The article starts off with an explanation:

Despite high wages, there has been a shortage of primary care physicians in America, and the Affordable Care Act, coupled with an increased “teach to the protocol” environment in medical school, is going to make the shortage worse. With medical school costing so much, and increasing procedural limitations on how patients can be treated, doctors are starting to wonder how much of medicine actually requires a general practitioner. Becoming a general medical doctor may not be worth it, according to recent recommendations from doctors that qualified students pursue careers as nurse practitioners rather than as primary care physicians.

The survey:

In 2012, a survey was mailed to a national random sample of 1,914 physicians and nurse practitioners—957 each. Responses were received from 467 nurse practitioners and 505 physicians. The responses showed significant differences in how primary care physicians and nurse practitioners view the scope of practice and the overall quality of services provided by the two types of professionals. In a new paper, the authors discuss those responses and the perceptions regarding the supply of primary care clinicians in the U.S., their satisfaction with their current employment and their careers in general, and whether they would recommend that qualified high school or college students pursue careers as primary care physicians or as nurse practitioners.

The outcome:

Spending taxpayer money convincing people to become doctors is not going to work when even doctors don’t recommend being doctors.
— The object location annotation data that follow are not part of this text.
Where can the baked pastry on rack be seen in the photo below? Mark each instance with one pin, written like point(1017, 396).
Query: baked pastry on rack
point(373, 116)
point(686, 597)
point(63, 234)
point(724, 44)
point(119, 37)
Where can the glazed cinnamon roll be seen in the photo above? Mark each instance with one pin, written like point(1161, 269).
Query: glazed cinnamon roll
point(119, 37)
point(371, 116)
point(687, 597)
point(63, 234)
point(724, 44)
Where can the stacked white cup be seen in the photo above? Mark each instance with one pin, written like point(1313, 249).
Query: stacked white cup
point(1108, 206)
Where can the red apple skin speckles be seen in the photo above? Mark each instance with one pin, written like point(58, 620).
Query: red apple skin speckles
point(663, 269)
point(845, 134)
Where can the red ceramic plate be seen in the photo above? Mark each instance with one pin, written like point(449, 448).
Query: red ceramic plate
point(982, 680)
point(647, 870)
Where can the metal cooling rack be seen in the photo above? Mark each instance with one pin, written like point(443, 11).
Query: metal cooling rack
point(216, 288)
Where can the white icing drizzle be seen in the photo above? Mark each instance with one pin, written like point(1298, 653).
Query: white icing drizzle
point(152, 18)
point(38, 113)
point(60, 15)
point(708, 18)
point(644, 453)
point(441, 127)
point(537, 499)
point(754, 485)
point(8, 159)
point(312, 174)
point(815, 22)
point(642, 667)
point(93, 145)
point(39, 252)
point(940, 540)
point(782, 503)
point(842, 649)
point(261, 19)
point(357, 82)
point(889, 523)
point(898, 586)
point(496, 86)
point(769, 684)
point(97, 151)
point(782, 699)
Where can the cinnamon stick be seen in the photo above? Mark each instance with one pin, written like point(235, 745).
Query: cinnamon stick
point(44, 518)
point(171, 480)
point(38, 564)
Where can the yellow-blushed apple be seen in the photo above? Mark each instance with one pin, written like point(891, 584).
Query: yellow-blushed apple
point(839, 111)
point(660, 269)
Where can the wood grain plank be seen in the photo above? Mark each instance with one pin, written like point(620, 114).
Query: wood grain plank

Over 80 percent of both groups agreed that there is a national shortage of primary care physicians, but 66 percent of primary care physicians recommended careers as primary care nurse practitioners. Among nurse practitioners, 88 percent would recommend that students pursue being a nurse practitioner.

But why?

The twin cultural pincers of critics insisting they are incompetent or being paid off by drug companies and more government rules and a checklist of defensive medicine strategies and protocols, coupled with lower pay, make being a general practitioner a thankless job compared to the past. Nurse practitioners still get to help people, and they seem to be a lot happier than doctors.